For his research Hitchcock observed 100 four-month-old babies as they learned how to make a ribbon activate a slide and music show. After they'd learned how to pull the string, the ribbon was disconnected. Most babies reacted with frustration and anger. During both situations, Hitchcock observed facial expressions, tested cortisol levels through a saliva test, and measured heart rate to determine what happens to children as they learn. The objective was to find out whether the amount of emotion observed during the learning process influenced memory.

Hitchcock found that although sixty percent of the babies remembered how to make the ribbon activate the slides and music, one week later, those who had shown the most anger and the most extreme heart rate during learning were least likely to remember how to play the game. He concludes that high levels of stress disrupt memory. He was happy to find that despite the fact that most babies became frustrated, none were affected strongly enough to raise their cortisol levels as would happen in a traumatic event.

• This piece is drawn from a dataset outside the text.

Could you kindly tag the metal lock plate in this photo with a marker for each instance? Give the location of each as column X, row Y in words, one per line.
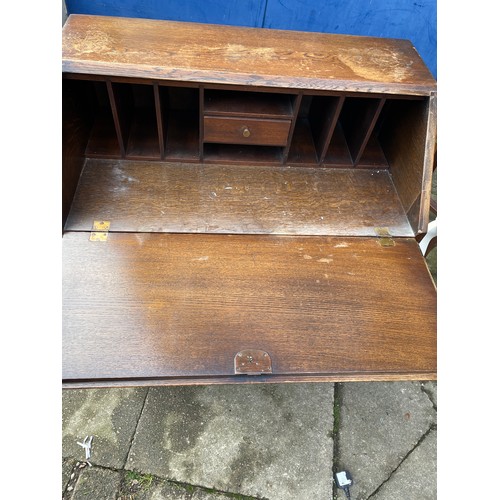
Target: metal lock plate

Hitchcock hopes to continue his research on babies' learning in the years ahead, developing a baby studies research program in which his students can participate. He plans to develop lab components for his Cognitive Psychology, Learning Theory, and Physiological Psychology classes that will allow collaborative research for students in his classes.

“This could create a great opportunity for individual psychology majors who plan to go on to graduate school and want some research experience,” he says.